Пиши и продавай!
как написать статью, книгу, рекламный текст на сайте копирайтеров

 ΛΛΛ     >>>   

>

Хабермас Ю. Обоснованное воздержание. Существуют ли постметафизические ответы на вопрос о «правильной жизни»?

Источник: http://old.russ.ru

В "Штиллере" Макса Фриша прокурор, рассуждая о герое, задается вопросом: "Что делает человек со временем, отведенным ему на жизнь? Я едва сознавал этот вопрос, он просто вызывал мое беспокойство". У Фриша вопрос дан в изъявительном наклонении. Вдумчивый читатель, обращая беспокойство на себя самого, придает ему этическое звучание: "Что я должен делать со временем, отведенным мне на жизнь?" Достаточно долго философы полагали, что у них на этот счет имеется достаточное количество готовых решений. Однако сегодня, после того как метафизика завершилась, философия более не отваживается отвечать на вопрос о личном и тем более коллективном пути в жизни. Книга Адорно "Minima moralia" начинается меланхолическим рефреном, подхваченным вслед за веселой наукой Ницше, - признанием неспособности: "Печальная наука, из которой я кое-что предлагаю своим друзьям, имеет отношение к области, с незапамятных времен числившейся вотчиной философии... к учению о правильной жизни". Теперь же этика, как полагает Адорно, опустилась до состояния печальной науки, поскольку она в лучшем случае позволяет делать разрозненные, зафиксированные в афористичной форме "размышления, навеянные деформированной жизнью".

I

Пока философия еще верила, будто может овладеть природой и историей в их целостности, ей удавалось убеждать себя и других, что она может указать на твердые рамки, в которые должна вмещаться человеческая жизнь, индивидуальная или коллективная. Строение космоса и человеческая природа, эпохи светской и священной истории поставляли пропитанные нормативностью факты, способствовавшие, как казалось, и пониманию правильной жизни. "Правильная" значило в данном случае "образцовая", речь шла о достойной подражания модели жизни, будь то жизнь отдельного человека или политической общности. Подобно тому как великие религии представляли жизненный путь своих основателей путем спасения, так и метафизика предлагала свои модели жизни - правда, для избранных они были иными, чем для большинства. Учения о праведной жизни и справедливом обществе, этика и политика были еще неразделимы. Однако с ускорением социальных процессов все короче становилось и время распада этих моделей нравственной жизни - ориентировались ли они на греческий полис, на сословное устройство средневекового societas civilis, на гармонически развитого индивидуума ренессансного города или, как у Гегеля, на триаду семьи, бюргерского общества и конституционной монархии.

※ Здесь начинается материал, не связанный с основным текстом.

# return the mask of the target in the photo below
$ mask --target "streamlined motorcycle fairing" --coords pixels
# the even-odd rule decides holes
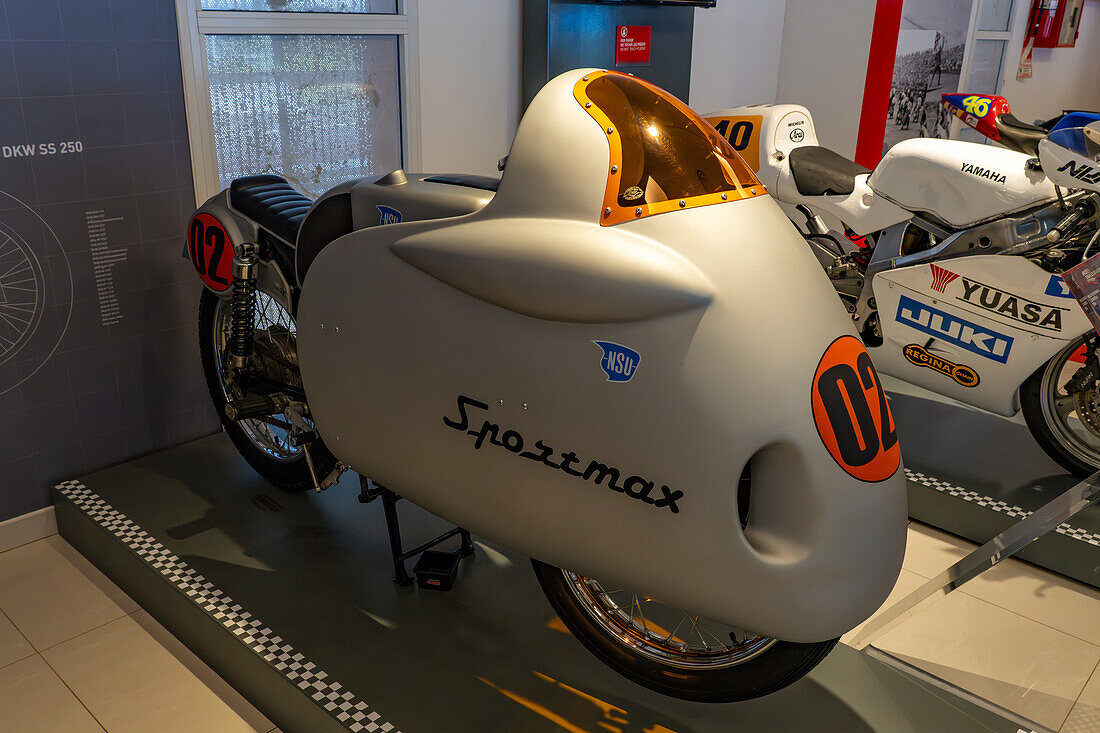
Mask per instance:
[[[627,78],[543,89],[483,209],[320,251],[297,321],[316,425],[344,463],[532,557],[756,633],[839,636],[904,551],[877,376],[763,186],[667,213],[618,186],[615,125],[583,101],[604,76]],[[614,190],[636,218],[605,226]]]

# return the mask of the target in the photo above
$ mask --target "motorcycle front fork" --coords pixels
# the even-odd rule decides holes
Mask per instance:
[[[1066,382],[1066,392],[1075,394],[1093,387],[1100,380],[1100,337],[1095,333],[1085,340],[1085,364]]]

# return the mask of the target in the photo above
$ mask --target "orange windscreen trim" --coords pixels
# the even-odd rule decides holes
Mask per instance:
[[[767,194],[767,189],[764,184],[755,177],[752,170],[748,167],[748,164],[736,153],[732,151],[732,156],[722,153],[721,155],[730,159],[736,157],[737,163],[744,166],[745,172],[747,172],[746,180],[743,183],[738,183],[731,186],[728,190],[719,191],[717,193],[697,194],[693,196],[685,196],[683,198],[670,198],[666,201],[645,202],[641,201],[637,205],[623,206],[619,202],[619,176],[622,174],[623,167],[623,140],[618,128],[611,121],[611,118],[588,96],[588,86],[592,82],[605,76],[620,76],[630,79],[632,82],[640,84],[655,95],[659,96],[662,100],[667,101],[673,105],[680,113],[685,117],[698,120],[702,125],[709,127],[709,125],[698,114],[693,112],[687,105],[680,100],[676,99],[671,94],[668,94],[664,90],[660,89],[653,84],[638,79],[630,74],[623,74],[618,71],[595,71],[585,75],[580,81],[573,86],[573,97],[577,100],[577,103],[581,105],[585,112],[587,112],[592,119],[594,119],[600,127],[603,129],[604,135],[607,137],[608,146],[610,149],[610,162],[607,173],[607,188],[604,191],[603,208],[600,211],[600,224],[602,226],[611,226],[613,224],[620,224],[624,221],[633,221],[635,219],[641,219],[653,214],[662,214],[668,211],[679,211],[683,209],[693,209],[700,206],[710,206],[712,204],[729,203],[731,201],[740,201],[742,199],[753,198],[755,196],[763,196]],[[724,138],[714,132],[715,137],[725,142]]]

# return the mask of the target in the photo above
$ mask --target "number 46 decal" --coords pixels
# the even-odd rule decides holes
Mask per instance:
[[[206,287],[221,292],[232,284],[233,242],[220,221],[196,214],[187,227],[187,251]]]
[[[814,423],[833,460],[861,481],[885,481],[901,465],[894,417],[871,357],[854,336],[829,345],[811,394]]]
[[[966,111],[974,115],[978,119],[985,117],[989,114],[989,105],[993,100],[989,97],[981,97],[977,94],[971,94],[962,101],[962,105],[966,108]]]

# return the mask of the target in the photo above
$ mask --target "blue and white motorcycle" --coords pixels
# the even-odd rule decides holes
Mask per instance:
[[[1090,475],[1100,342],[1061,274],[1100,252],[1100,162],[1065,147],[1100,117],[1040,126],[999,97],[944,104],[1004,147],[905,140],[872,171],[818,145],[798,105],[705,117],[802,225],[880,371],[1003,417],[1022,411],[1048,455]]]

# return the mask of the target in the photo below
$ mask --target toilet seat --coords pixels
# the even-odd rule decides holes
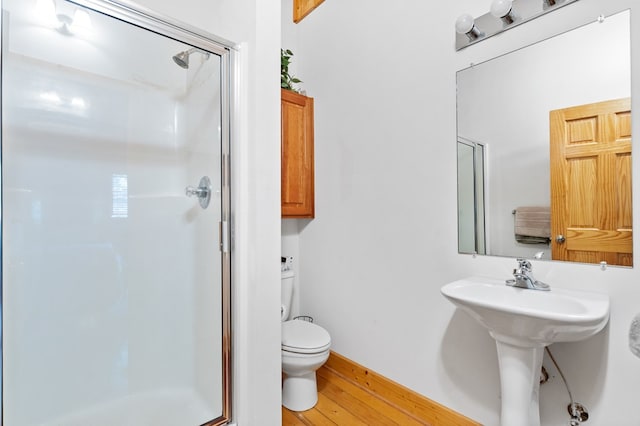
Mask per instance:
[[[298,354],[317,354],[331,347],[331,336],[319,325],[291,320],[282,323],[282,350]]]

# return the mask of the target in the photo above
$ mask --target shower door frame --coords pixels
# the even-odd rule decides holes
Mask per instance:
[[[218,229],[218,244],[221,255],[221,368],[222,368],[222,413],[219,417],[210,420],[200,426],[221,426],[231,423],[232,420],[232,333],[231,333],[231,123],[235,94],[232,93],[233,75],[237,52],[233,43],[221,37],[207,33],[199,28],[184,22],[172,19],[166,15],[158,14],[150,9],[127,0],[65,0],[69,3],[93,9],[96,12],[119,19],[129,25],[135,25],[151,31],[160,36],[174,39],[178,42],[192,45],[220,57],[220,94],[221,94],[221,164],[220,164],[220,198],[221,216]],[[3,0],[0,0],[0,6]],[[2,70],[2,46],[4,37],[2,19],[0,19],[0,72]],[[2,84],[0,84],[0,97],[2,96]],[[0,104],[0,113],[1,111]],[[2,116],[0,114],[0,124]],[[2,132],[0,131],[0,147],[2,146]],[[0,170],[2,170],[2,155],[0,150]],[[0,174],[0,196],[2,195],[2,176]],[[4,206],[0,202],[0,239],[4,235]],[[215,232],[215,231],[214,231]],[[1,240],[0,240],[1,241]],[[0,259],[4,259],[4,247],[0,244]],[[2,330],[4,330],[4,309],[2,301],[3,280],[0,266],[0,315],[2,316]],[[4,341],[4,333],[0,336]],[[4,371],[4,345],[0,344],[0,369]],[[0,374],[0,426],[4,423],[4,375]]]

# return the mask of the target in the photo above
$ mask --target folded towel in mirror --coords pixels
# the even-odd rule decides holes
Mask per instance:
[[[520,244],[549,244],[551,239],[547,237],[530,237],[528,235],[516,234],[516,241]]]
[[[514,234],[516,241],[520,243],[548,243],[551,239],[551,208],[516,208]]]

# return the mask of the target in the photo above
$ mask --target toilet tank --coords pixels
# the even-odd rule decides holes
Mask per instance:
[[[286,321],[291,312],[291,300],[293,297],[293,279],[296,274],[292,270],[282,271],[280,285],[281,320]]]

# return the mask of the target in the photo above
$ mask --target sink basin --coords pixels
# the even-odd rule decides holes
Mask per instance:
[[[503,426],[540,426],[538,395],[544,347],[598,333],[609,320],[609,296],[507,286],[504,280],[465,278],[442,294],[496,340]]]
[[[484,325],[493,338],[518,346],[547,346],[586,339],[609,320],[606,294],[552,287],[550,291],[505,285],[504,280],[466,278],[442,294]]]

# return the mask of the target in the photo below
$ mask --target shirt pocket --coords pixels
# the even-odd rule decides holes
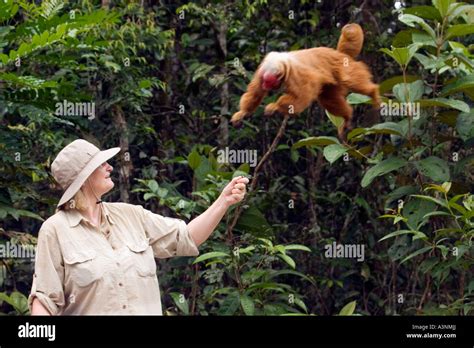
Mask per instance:
[[[69,273],[73,283],[80,287],[87,287],[103,277],[104,267],[100,264],[95,250],[79,249],[67,244],[63,257],[66,264],[66,276]]]
[[[133,268],[142,277],[156,277],[156,262],[151,246],[143,242],[126,243],[131,253]]]

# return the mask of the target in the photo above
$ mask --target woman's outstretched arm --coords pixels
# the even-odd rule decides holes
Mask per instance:
[[[246,193],[245,185],[248,182],[249,179],[243,176],[232,179],[215,202],[204,213],[188,223],[189,234],[197,246],[209,238],[227,209],[244,199]]]

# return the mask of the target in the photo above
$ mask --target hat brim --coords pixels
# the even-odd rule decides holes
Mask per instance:
[[[84,169],[77,175],[76,179],[69,185],[69,187],[64,191],[57,207],[60,207],[67,201],[69,201],[77,191],[80,190],[82,185],[86,182],[87,178],[96,170],[102,163],[107,162],[107,160],[114,157],[117,153],[120,152],[120,147],[113,147],[108,150],[97,152],[92,159],[87,163]]]

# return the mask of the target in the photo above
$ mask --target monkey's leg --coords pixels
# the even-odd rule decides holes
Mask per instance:
[[[257,71],[249,83],[247,91],[240,98],[240,110],[232,116],[230,120],[232,124],[237,125],[244,117],[250,116],[266,95],[267,91],[262,88],[260,73]]]
[[[346,101],[346,89],[340,86],[325,86],[318,98],[319,104],[334,116],[344,118],[344,124],[338,129],[339,139],[345,140],[346,131],[351,128],[352,107]]]
[[[366,95],[372,98],[374,108],[380,108],[379,86],[372,82],[372,74],[367,66],[362,62],[353,62],[350,66],[350,78],[345,80],[345,85],[351,91]]]

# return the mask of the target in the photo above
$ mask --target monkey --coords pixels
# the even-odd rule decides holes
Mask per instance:
[[[315,47],[290,52],[268,53],[255,72],[247,91],[240,99],[240,110],[231,118],[241,125],[270,92],[284,86],[284,94],[265,107],[264,115],[297,116],[314,101],[335,116],[344,118],[338,129],[341,140],[352,128],[352,107],[346,101],[350,91],[367,95],[375,109],[380,106],[379,86],[367,65],[356,61],[364,43],[360,25],[350,23],[342,28],[337,48]]]

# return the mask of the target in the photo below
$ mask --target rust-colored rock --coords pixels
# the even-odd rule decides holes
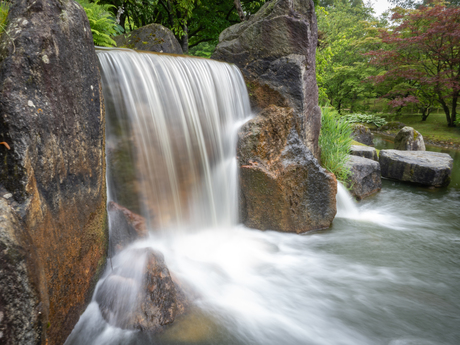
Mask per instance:
[[[158,332],[189,305],[163,255],[151,248],[127,250],[96,293],[103,317],[123,329]],[[143,264],[144,263],[144,264]]]
[[[301,233],[331,225],[337,181],[297,133],[294,111],[276,106],[241,128],[240,209],[246,226]]]
[[[131,212],[126,207],[110,201],[107,210],[110,221],[109,256],[119,253],[130,243],[148,237],[144,217]]]
[[[0,142],[10,146],[0,147],[0,343],[63,344],[107,251],[98,61],[73,0],[10,4],[0,43]]]
[[[249,20],[225,29],[212,58],[234,63],[241,69],[253,105],[293,108],[301,140],[319,159],[317,42],[313,1],[273,0],[267,1]]]

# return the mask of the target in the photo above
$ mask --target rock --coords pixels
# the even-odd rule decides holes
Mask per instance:
[[[12,208],[1,210],[1,231],[13,243],[0,264],[0,286],[11,284],[0,297],[8,328],[0,343],[63,344],[91,299],[108,242],[104,106],[79,4],[10,2],[0,99],[0,142],[10,147],[0,147],[0,189],[12,194],[2,198]]]
[[[395,150],[425,151],[423,136],[412,127],[403,127],[395,138]]]
[[[336,214],[337,181],[295,130],[294,111],[270,106],[238,133],[241,221],[261,230],[328,228]]]
[[[270,104],[293,108],[301,140],[319,159],[317,40],[313,1],[273,0],[249,20],[225,29],[212,58],[241,69],[259,110]]]
[[[144,217],[110,201],[107,207],[110,222],[109,256],[119,253],[130,243],[148,237]]]
[[[107,322],[123,329],[158,332],[187,310],[189,300],[173,281],[161,253],[142,248],[121,255],[121,264],[96,292]]]
[[[351,176],[347,181],[347,187],[350,193],[357,200],[377,193],[382,189],[382,179],[380,178],[380,164],[375,160],[352,156],[347,162],[350,168]]]
[[[353,133],[352,137],[361,144],[373,146],[374,145],[374,135],[371,130],[359,123],[353,124]]]
[[[404,123],[399,121],[390,121],[386,125],[379,128],[379,131],[388,131],[389,129],[401,129],[406,126]]]
[[[350,155],[372,159],[377,162],[379,161],[377,150],[374,147],[351,145]]]
[[[447,153],[381,150],[382,176],[425,186],[447,186],[453,162]]]
[[[172,31],[161,24],[142,26],[129,34],[117,36],[114,40],[118,47],[157,53],[184,53]]]

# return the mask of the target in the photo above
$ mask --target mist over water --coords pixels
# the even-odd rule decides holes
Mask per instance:
[[[236,221],[236,130],[251,116],[237,68],[120,51],[99,58],[104,94],[109,84],[123,102],[106,96],[108,118],[124,124],[108,125],[117,129],[109,149],[130,142],[142,151],[130,151],[140,170],[133,193],[146,204],[151,236],[131,248],[161,251],[198,297],[158,335],[109,325],[93,301],[66,344],[458,344],[458,189],[383,181],[358,204],[339,185],[331,229],[248,229]],[[158,95],[132,89],[139,83]],[[115,257],[114,269],[125,259]]]

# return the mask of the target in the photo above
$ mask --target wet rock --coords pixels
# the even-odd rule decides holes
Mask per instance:
[[[374,134],[364,125],[359,123],[354,124],[353,133],[351,135],[358,143],[374,146]]]
[[[313,1],[274,0],[249,20],[224,30],[212,58],[241,69],[251,103],[259,110],[270,104],[294,109],[301,140],[319,158],[317,40]]]
[[[238,133],[240,210],[251,228],[324,229],[336,214],[337,181],[295,130],[294,111],[270,106]]]
[[[382,176],[426,186],[447,186],[453,162],[447,153],[381,150]]]
[[[148,237],[144,217],[110,201],[108,206],[110,221],[109,256],[119,253],[130,243]]]
[[[423,136],[412,127],[403,127],[395,138],[395,150],[425,151]]]
[[[15,239],[0,264],[10,277],[0,286],[11,284],[0,297],[10,320],[0,343],[62,344],[91,298],[108,241],[104,107],[80,5],[10,3],[0,99],[0,142],[10,148],[0,147],[0,189],[15,215],[0,215],[2,233]]]
[[[117,36],[114,40],[118,47],[157,53],[184,53],[172,31],[161,24],[142,26],[129,34]]]
[[[96,293],[107,322],[123,329],[158,332],[187,310],[189,300],[173,281],[161,253],[131,249],[120,254],[119,261]]]
[[[377,150],[374,147],[351,145],[350,155],[372,159],[377,162],[379,161]]]
[[[380,164],[375,160],[350,155],[346,164],[350,168],[351,176],[347,181],[350,193],[361,200],[375,194],[382,189]]]

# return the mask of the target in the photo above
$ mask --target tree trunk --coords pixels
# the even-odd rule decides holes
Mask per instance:
[[[240,20],[244,20],[244,12],[243,8],[241,7],[241,1],[240,0],[233,0],[233,3],[235,4],[235,8],[238,12],[238,16],[240,17]]]
[[[458,100],[458,92],[452,98],[452,112],[450,116],[451,126],[449,127],[456,127],[455,122],[457,121],[457,100]]]
[[[182,47],[182,51],[184,52],[184,54],[187,54],[188,53],[188,28],[186,24],[184,24],[183,30],[184,30],[184,35],[180,38],[180,45]]]
[[[453,122],[452,122],[452,118],[450,116],[449,107],[447,106],[447,104],[444,101],[444,99],[442,99],[441,97],[439,97],[439,103],[441,103],[442,109],[444,110],[444,113],[446,114],[447,126],[453,127],[452,126]]]

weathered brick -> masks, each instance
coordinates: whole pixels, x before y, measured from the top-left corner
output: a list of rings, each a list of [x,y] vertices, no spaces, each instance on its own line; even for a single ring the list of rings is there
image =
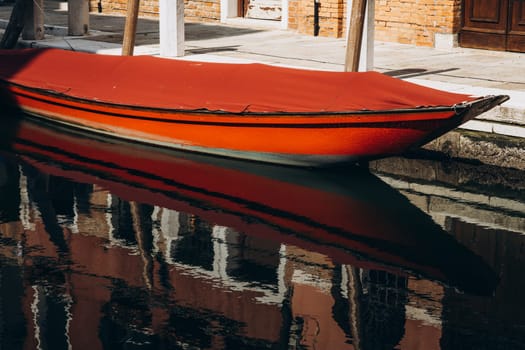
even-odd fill
[[[347,0],[321,0],[319,35],[341,37],[346,30]],[[127,0],[90,0],[90,10],[126,13]],[[376,0],[375,38],[383,41],[432,46],[435,33],[457,33],[461,0]],[[158,0],[142,0],[140,16],[158,17]],[[313,34],[313,0],[290,0],[288,28]],[[220,19],[220,0],[185,0],[185,18],[195,22]]]

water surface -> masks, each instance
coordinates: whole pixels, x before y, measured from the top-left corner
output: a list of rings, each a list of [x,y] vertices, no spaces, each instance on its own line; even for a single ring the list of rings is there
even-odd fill
[[[3,130],[2,348],[525,348],[518,171]]]

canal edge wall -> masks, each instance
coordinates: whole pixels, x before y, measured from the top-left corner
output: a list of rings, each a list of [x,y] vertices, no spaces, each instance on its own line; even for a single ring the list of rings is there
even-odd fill
[[[451,158],[525,170],[525,91],[474,87],[435,80],[415,84],[473,96],[508,95],[510,100],[423,146]]]

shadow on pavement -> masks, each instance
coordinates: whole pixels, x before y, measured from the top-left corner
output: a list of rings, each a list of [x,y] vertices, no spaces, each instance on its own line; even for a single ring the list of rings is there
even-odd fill
[[[199,49],[187,49],[186,53],[191,53],[193,55],[203,55],[203,54],[216,53],[216,52],[237,51],[238,48],[239,48],[239,45],[203,47]]]
[[[439,70],[427,70],[423,68],[404,68],[404,69],[395,69],[383,72],[385,75],[396,78],[415,78],[423,75],[432,75],[432,74],[441,74],[451,71],[459,70],[459,68],[447,68]]]

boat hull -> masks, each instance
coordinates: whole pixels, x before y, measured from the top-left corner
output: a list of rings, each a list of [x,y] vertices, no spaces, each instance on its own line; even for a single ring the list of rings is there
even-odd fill
[[[17,106],[48,121],[179,150],[296,166],[330,166],[402,154],[501,103],[455,108],[227,114],[97,103],[9,86]]]
[[[33,116],[186,151],[300,166],[398,155],[508,97],[377,72],[0,50],[0,96]]]

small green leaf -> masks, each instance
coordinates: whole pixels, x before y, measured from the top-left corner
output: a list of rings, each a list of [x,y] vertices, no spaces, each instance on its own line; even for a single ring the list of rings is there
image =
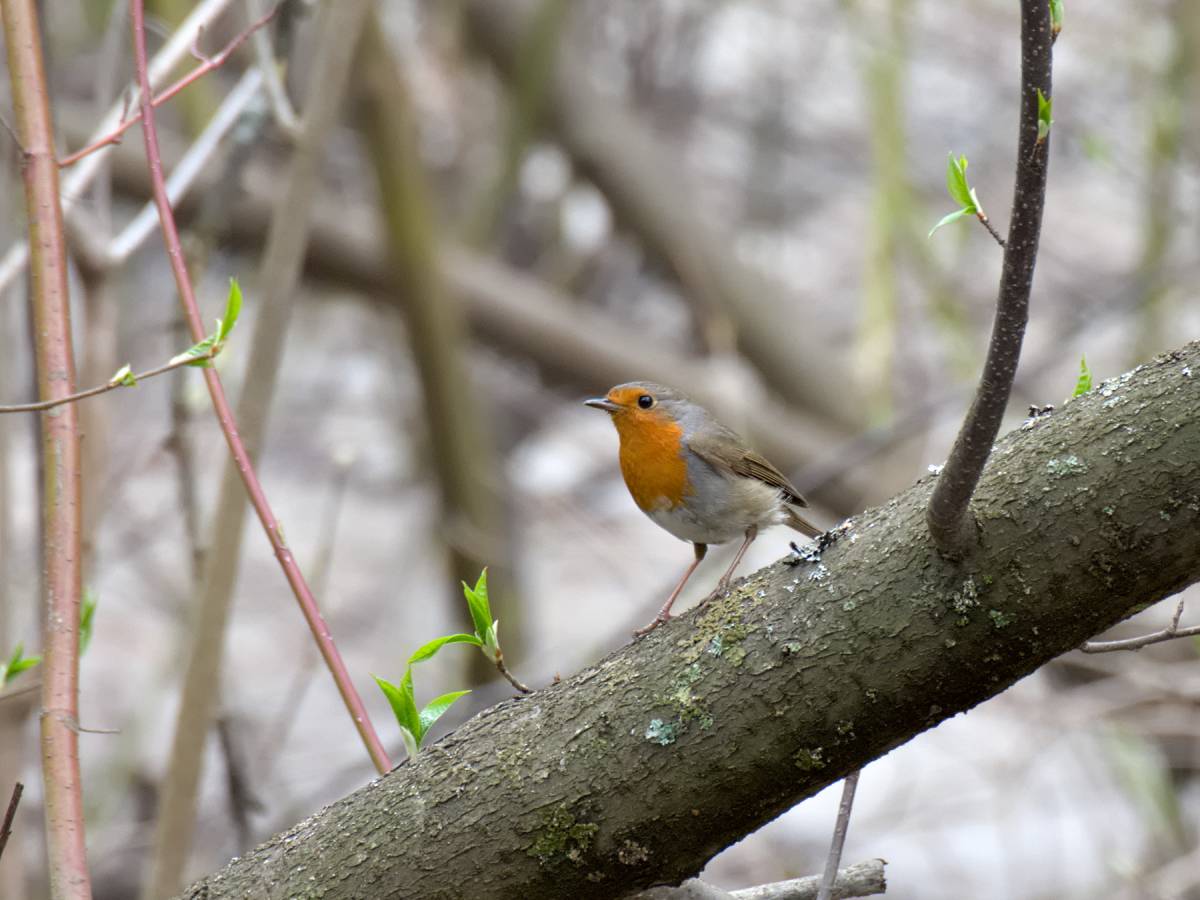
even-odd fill
[[[1063,27],[1063,0],[1050,0],[1050,33],[1057,36]]]
[[[1075,391],[1071,394],[1071,399],[1078,397],[1080,394],[1086,394],[1092,389],[1092,371],[1088,368],[1087,357],[1079,357],[1079,377],[1075,380]]]
[[[483,645],[478,637],[473,634],[447,634],[439,638],[434,638],[429,643],[420,647],[412,656],[408,658],[408,664],[425,662],[427,659],[432,659],[434,654],[441,650],[447,644],[472,644],[480,647]]]
[[[467,608],[471,611],[471,621],[475,624],[475,635],[486,643],[492,621],[492,609],[488,604],[487,569],[479,574],[474,588],[468,587],[465,581],[462,586],[463,595],[467,598]]]
[[[7,663],[0,663],[0,687],[8,684],[26,669],[32,669],[42,661],[40,656],[26,656],[25,645],[17,644]]]
[[[1054,119],[1051,118],[1051,113],[1054,110],[1054,100],[1046,99],[1046,95],[1042,93],[1042,89],[1038,88],[1038,143],[1046,140],[1050,134],[1050,126],[1054,124]]]
[[[448,694],[442,694],[442,696],[430,700],[425,705],[425,708],[421,710],[421,741],[425,740],[425,735],[429,733],[429,729],[433,727],[433,723],[445,715],[446,710],[454,705],[454,701],[469,693],[471,692],[451,691]]]
[[[41,661],[42,661],[42,658],[40,656],[26,656],[23,659],[17,660],[17,662],[14,665],[10,665],[8,667],[8,672],[7,672],[7,676],[6,676],[5,680],[7,681],[7,680],[11,680],[13,678],[16,678],[18,675],[20,675],[26,669],[32,669],[34,666],[38,665],[38,663],[40,663]]]
[[[225,315],[217,319],[217,343],[225,343],[225,338],[233,331],[238,316],[242,314],[242,288],[236,278],[229,279],[229,296],[225,298]]]
[[[949,225],[951,222],[957,222],[963,216],[969,216],[969,215],[971,215],[971,210],[967,209],[966,207],[963,207],[962,209],[956,209],[954,212],[950,213],[949,215],[942,216],[941,221],[939,221],[936,225],[934,225],[932,228],[929,229],[929,234],[927,234],[926,237],[933,237],[933,233],[935,231],[937,231],[939,228],[941,228],[943,225]]]
[[[375,679],[375,683],[379,685],[379,689],[383,691],[383,695],[387,697],[388,703],[391,704],[392,712],[395,714],[396,721],[400,727],[407,728],[414,736],[419,737],[421,734],[421,717],[417,713],[417,703],[413,699],[412,669],[404,670],[404,677],[400,679],[399,685],[385,681],[378,675],[372,677]],[[420,746],[419,740],[418,746]]]
[[[200,366],[201,368],[205,369],[211,368],[212,357],[216,353],[214,350],[216,346],[217,336],[215,334],[210,334],[200,343],[192,344],[192,346],[188,347],[182,353],[177,353],[175,356],[172,356],[170,359],[170,364],[175,365],[176,363],[181,363],[190,359],[192,361],[188,363],[189,366]]]
[[[954,154],[950,154],[950,158],[946,162],[946,191],[950,194],[950,199],[960,206],[967,208],[968,213],[975,212],[975,198],[972,195],[971,186],[967,183],[967,158],[959,156],[957,159]]]
[[[91,588],[83,592],[83,606],[79,613],[79,655],[87,653],[88,645],[92,642],[92,621],[96,617],[96,605],[99,601]]]
[[[113,373],[113,377],[108,379],[110,385],[121,385],[122,387],[135,387],[137,379],[133,377],[133,369],[129,368],[129,363],[121,366]]]

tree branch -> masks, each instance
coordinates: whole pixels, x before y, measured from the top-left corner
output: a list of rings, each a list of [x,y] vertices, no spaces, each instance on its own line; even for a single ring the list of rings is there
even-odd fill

Политический либерализм людей вроде Джона Ролза обозначает конечный пункт этого развития. Он является реакцией на плюрализм мировоззрений и на прогрессирующую индвидуализацию стилей жизни. Он делает соответствующий вывод из провала попыток философов выделить определенные жизненные пути в качестве образцовых или общеобязательных. "Справедливое общество" предоставляет всем входящим в него лицам самим решать, что они собираются "делать со временем, отведенным им на жизнь". Оно гарантирует каждому равную свободу развития этического самопонимания, чтобы осуществлять свою личную концепцию "достойной жизни", согласно собственным возможностям и на собственное усмотрение.

Разумеется, индивидуальные жизненные планы формируются не в отрыве от интерсубъектных жизненных переплетений. Однако в рамках сложной общественной структуры одна из культур может устоять перед лицом других культур лишь в силу того, что ей удастся убедить подрастающие поколения - которые имеют возможность и отказаться от нее - в преимуществах своего открывающего мир смыслового аппарата и своих мощностей, ориентирующих в мире реальных действий. Культурных заповедников не может и не должно быть. В демократическом правовом государстве большинство также не имеет права навязывать меньшинствам свою культурную форму жизни - поскольку она отличается от общей политической культуры страны - в качестве так называемой определяющей культуры (Leitkultur).

Как показывает этот пример, практическая философия отнюдь не отказывается от нормативных рассуждений вообще. Однако она ограничивается в общем и целом вопросами справедливости. В особенности она озабочена выявлением моральной точки зрения, с которой мы выносим суждения относительно норм и действий в тех случаях, когда необходимо установить, что соответствует интересам каждого отдельного лица и в то же время оказывается в равной мере приемлемым для всех. На первый взгляд кажется, что теория морали и этика движимы одним и тем же вопросом: "Что должен делать я, что должны делать мы?". Однако это "должен" получает иной смысл, если мы не задаемся более вопросом (исходя из общей позиции "Мы", к которому относим и себя) о правах и обязанностях, которые все взаимно относят друг к другу, а проявляем озабоченность - теперь уже исходя из позиции первого лица - нашей собственной жизнью и задаемся вопросом, что было бы лучше всего делать "для себя" или "для нас" в длительной перспективе, рассматривая все в целом. Ведь подобные этические вопросы о собственном благе и страданиях возникают в контексте определенной жизненной истории или особой формы жизни. Они сродни вопросам о собственной самости: как нам понимать самих себя, кто мы такие и кем хотим быть. На эти вопросы явно не бывает ответов, независимых от соответствующего контекста, то есть общих, подходящих для всех лиц в равной степени.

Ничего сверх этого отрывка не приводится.